Miami is at an inflection point.

With more than 5.8 million residents and an economic output of more than $300 billion, our regional economy is one of the largest in the world. We now number among the world’s 25 most important cities. We have diversified our economy and become more creative and idea-based. But our region is also suffering from the same divides that are vexing other big cities around the world.

The gap between rich and poor has widened and the ability of residents to achieve the American Dream has declined. As highlighted in the Our Miami Report, access to quality education is critical for preparing our children and young adults to be successful contributors to society and, in turn, is integral for our region’s prosperity and growth.

Education is a powerful force for good and change in our community, state, nation and world. It is a key that opens many doors, empowering people from all socioeconomic statuses to discover broader perspectives, cooperate, compromise and find common ground. It encourages the types of innovation and ideas that transform lives and our society. It inspires us to dream, hope and work toward a better future.

Students at Florida International University present a project they created during a STEM-based course at the university.

In Miami, we are a work in progress.

From 2009 to 2011, Miami high school graduates were less likely than their counterparts in the rest of the state to pursue college. Today, they are more likely. High school graduation rates in Miami-Dade are drastically increasing, hitting an all-time high of more than 80 percent for the 2015-2016 school year.

We also have areas where we need to improve:

Miami-Dade still trails behind other U.S. cities such as New York, Chicago, San Diego and Houston in terms of the number of residents ages 25-64 who have bachelor’s degrees and 14 percent of that population never received a high school diploma.

On a per capita basis, colleges and universities in Miami-Dade County award fewer post-secondary degrees in science, technology, engineering and math (STEM) than the U.S. average and most comparable regions. In 2013, we awarded 21.3 degrees per 10,000 residents, while cities like New York and San Diego awarded 61 and 31, respectively. As a community, we are working on this.

For Miami to continue on its upward trajectory into becoming the next great global city, it is on our entire community to analyze and identify the issues that may cut that journey short – and implement solutions that will boost our growth and economy.

Fortunately, we already have the answer.

Now more than ever, education plays a critical role in our community’s — and nation’s ­— future, and Greater Miami should make providing access to education a priority.
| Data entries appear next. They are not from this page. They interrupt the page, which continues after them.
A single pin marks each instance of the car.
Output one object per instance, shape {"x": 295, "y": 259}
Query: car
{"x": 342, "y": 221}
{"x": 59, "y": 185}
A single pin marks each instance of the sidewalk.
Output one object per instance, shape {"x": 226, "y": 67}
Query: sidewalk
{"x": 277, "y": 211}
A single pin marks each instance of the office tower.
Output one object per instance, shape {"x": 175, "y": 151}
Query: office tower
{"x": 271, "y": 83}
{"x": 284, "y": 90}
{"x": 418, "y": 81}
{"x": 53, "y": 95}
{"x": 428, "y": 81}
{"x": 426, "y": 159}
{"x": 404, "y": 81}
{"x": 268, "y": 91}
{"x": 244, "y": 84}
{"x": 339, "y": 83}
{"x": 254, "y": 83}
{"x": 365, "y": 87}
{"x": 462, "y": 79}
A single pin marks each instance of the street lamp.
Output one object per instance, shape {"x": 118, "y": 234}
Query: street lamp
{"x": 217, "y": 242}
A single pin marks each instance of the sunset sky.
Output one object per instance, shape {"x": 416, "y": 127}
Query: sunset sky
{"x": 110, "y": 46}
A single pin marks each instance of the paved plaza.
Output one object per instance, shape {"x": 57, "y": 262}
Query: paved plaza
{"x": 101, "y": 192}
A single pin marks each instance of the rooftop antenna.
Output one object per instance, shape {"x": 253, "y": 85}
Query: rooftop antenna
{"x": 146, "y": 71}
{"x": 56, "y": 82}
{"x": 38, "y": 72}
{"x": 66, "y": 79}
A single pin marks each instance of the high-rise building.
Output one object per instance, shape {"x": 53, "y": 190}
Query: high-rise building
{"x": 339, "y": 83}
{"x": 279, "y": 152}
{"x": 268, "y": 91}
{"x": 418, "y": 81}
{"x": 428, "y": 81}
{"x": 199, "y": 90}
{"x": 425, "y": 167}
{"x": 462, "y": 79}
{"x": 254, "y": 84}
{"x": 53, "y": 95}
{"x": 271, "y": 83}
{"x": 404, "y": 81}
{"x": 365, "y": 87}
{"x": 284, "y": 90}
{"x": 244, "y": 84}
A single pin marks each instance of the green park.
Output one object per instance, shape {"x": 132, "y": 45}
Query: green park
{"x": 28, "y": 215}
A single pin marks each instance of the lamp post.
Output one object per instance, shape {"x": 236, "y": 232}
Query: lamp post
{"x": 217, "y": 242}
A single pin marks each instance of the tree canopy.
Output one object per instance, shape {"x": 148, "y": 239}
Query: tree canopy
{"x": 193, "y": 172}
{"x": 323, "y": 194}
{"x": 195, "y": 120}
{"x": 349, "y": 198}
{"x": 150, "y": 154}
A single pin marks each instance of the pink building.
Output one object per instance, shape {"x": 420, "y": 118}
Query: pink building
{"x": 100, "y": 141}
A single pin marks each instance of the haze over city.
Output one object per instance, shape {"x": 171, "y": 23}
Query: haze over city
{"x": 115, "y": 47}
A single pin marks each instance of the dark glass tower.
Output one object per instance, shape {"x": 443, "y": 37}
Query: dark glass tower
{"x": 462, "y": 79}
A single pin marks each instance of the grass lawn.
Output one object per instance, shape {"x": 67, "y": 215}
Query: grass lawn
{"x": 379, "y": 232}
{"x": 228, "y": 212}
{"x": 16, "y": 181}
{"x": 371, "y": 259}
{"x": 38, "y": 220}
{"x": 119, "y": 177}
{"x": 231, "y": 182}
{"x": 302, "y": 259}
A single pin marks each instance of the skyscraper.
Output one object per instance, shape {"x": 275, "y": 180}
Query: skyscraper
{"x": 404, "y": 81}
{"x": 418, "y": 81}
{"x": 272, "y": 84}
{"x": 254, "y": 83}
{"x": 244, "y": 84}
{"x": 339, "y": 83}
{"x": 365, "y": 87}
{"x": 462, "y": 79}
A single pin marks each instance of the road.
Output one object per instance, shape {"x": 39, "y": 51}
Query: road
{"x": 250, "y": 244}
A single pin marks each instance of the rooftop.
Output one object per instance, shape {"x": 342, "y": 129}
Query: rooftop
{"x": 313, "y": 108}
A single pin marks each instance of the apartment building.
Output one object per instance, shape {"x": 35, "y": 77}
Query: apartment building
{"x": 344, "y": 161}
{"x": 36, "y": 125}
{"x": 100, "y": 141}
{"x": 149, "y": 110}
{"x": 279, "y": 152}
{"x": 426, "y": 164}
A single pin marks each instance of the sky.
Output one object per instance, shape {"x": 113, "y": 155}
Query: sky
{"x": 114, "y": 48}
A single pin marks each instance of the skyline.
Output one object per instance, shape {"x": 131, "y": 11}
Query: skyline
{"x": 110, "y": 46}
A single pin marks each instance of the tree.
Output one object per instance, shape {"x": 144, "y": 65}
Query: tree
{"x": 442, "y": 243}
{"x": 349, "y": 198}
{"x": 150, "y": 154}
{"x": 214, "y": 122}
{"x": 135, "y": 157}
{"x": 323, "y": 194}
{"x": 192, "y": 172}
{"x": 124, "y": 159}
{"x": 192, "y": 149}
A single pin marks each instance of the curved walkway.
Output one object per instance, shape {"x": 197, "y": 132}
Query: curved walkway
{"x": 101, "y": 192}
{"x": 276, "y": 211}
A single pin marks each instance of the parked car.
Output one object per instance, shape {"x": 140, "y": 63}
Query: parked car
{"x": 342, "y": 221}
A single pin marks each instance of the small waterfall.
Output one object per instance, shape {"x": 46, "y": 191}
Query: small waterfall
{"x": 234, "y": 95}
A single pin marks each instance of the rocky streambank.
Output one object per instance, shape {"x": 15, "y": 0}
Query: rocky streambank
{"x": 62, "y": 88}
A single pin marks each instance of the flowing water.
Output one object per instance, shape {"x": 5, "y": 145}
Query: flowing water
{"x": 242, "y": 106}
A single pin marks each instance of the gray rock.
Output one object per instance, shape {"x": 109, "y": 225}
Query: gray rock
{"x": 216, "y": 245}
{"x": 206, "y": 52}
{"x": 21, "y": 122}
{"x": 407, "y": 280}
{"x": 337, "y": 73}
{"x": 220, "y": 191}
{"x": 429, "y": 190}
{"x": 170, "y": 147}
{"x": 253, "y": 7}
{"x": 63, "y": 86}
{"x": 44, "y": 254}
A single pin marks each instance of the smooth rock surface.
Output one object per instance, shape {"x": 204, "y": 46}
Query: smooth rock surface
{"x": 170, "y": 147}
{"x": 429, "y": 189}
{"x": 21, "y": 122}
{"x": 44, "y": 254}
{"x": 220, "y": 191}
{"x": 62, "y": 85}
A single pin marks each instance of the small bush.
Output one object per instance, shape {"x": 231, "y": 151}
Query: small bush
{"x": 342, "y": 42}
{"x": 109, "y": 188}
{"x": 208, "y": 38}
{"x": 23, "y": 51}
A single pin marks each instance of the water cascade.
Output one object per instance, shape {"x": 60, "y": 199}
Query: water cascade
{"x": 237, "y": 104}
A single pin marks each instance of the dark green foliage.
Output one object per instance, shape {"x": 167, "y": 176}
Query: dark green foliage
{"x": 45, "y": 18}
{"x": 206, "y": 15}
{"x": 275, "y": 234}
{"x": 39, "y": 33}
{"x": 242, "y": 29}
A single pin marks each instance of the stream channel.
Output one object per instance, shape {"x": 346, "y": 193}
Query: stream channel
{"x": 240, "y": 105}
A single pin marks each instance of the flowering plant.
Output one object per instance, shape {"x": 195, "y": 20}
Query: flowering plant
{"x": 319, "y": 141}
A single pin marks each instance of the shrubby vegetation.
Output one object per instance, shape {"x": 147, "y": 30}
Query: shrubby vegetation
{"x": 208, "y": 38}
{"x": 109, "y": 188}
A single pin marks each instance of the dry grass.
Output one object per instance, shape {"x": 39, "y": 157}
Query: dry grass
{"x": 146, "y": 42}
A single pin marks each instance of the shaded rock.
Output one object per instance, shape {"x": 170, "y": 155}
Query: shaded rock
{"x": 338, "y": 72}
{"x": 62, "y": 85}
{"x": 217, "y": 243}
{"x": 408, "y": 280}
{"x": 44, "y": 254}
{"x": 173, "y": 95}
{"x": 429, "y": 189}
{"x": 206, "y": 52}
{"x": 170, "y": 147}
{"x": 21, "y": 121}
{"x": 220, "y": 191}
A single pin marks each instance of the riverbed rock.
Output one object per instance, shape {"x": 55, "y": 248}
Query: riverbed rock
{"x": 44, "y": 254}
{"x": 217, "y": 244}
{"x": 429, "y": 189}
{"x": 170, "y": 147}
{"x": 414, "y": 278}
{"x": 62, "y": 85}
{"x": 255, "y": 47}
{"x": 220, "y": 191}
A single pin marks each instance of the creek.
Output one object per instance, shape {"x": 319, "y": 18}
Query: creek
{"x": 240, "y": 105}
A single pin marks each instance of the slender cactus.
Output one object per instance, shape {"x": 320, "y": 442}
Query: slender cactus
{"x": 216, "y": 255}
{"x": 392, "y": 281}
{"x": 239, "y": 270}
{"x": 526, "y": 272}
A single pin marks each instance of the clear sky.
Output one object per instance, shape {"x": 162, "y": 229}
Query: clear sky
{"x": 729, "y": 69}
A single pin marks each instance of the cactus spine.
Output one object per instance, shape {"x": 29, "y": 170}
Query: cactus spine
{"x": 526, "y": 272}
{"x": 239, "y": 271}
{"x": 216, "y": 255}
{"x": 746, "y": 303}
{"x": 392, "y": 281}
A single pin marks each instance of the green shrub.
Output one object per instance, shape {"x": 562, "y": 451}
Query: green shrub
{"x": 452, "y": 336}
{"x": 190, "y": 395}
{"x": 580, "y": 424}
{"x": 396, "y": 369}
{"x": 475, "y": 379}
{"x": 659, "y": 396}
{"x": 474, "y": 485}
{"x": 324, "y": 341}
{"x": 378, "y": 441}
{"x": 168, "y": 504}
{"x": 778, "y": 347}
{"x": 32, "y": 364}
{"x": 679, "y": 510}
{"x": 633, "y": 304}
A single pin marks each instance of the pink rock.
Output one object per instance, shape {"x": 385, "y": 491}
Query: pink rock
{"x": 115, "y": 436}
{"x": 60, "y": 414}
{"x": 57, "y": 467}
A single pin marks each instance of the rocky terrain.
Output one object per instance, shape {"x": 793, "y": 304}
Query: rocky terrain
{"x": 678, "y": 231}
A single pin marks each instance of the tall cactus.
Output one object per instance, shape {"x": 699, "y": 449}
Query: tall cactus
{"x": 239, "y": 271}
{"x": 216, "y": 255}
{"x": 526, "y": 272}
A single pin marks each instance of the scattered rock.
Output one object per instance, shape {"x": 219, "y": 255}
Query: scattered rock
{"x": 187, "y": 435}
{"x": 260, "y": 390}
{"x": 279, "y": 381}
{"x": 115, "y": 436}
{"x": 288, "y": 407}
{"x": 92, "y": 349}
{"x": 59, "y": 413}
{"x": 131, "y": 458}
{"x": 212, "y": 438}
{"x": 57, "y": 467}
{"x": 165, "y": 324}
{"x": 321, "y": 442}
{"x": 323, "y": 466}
Today’s talent can determine the financial stability and business growth of our region.

Through collaborations, such as The Education Effect, a partnership between Florida International University and Miami-Dade County Public Schools, we provide access to higher education to all students across our county, and have implemented programs that work on college readiness and high school graduation rates. Many local colleges have also made STEM a priority.

Students in a Florida International University STEM course work on classwork.

Education should not be an obstacle or stumbling block that gets in the way. We must measure our success by inclusion. Our students are our future leaders, entrepreneurs, business owners, researchers, health care professionals, artists, storytellers and journalists. We must leverage disruptive technologies to help us reimagine education’s rich value proposition for students and our community.

But we can’t do it alone.

Miamians must come together to commit and make education a stepping-stone. We must set every student on a path to success. Every student deserves that opportunity, and it is on our entire community to make that a priority.

Mark B. Rosenberg is president of Florida International University.